Her father has recovered, and Marius races forward, pulling a crossbow from his hip. The arms fly out automatically as part of his draw. In one fluid motion, he’s readied a bolt with sigils etched onto it—a projectile engineered to cause the most harm to a dragon.

“Don’t!” I can’t stop myself.

He fires.

He shoots at his own daughter. The bolt is deflected by a wave of her wing that’s almost followed by a swipe of her claw.

But she halts. Saipha’s massive head turns to her father, and I can see her draconic eyes widen.
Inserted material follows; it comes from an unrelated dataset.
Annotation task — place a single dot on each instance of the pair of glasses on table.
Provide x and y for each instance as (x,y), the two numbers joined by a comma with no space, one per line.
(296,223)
For a second, slits are pupils. Blue irises seem greener.

He must see it, too, because he stops, frozen to the spot.

Your daughter is still in there, I want to say. But Lucan speaks before I can.

“Isola, pull yourself together.” Lucan shakes me, half dragging me back. I fight him. “That’s a dragon.”

“That’s my friend.”

“You’re dead if they hear you say that.” The words are harsh. Yet, somehow, I continue to ignore them even when I know he’s absolutely right—when for my own good, I should let him pull me away.

“I can’t leave her.” I lock eyes with his, showing I’m not backing down. “I can’t. I made a promise to her—to all of Vinguard! I’m supposed to be everyone’s savior, but what good am I if I can’t even save my friend?”

“Steady. Aim. Fire!”

The knights unleash another barrage on the dragon. Saipha snarls, spinning, using her frost-covered wings to deflect the attacks. She retaliates with a roar that sprays icy breath on the upper ring of the stadium.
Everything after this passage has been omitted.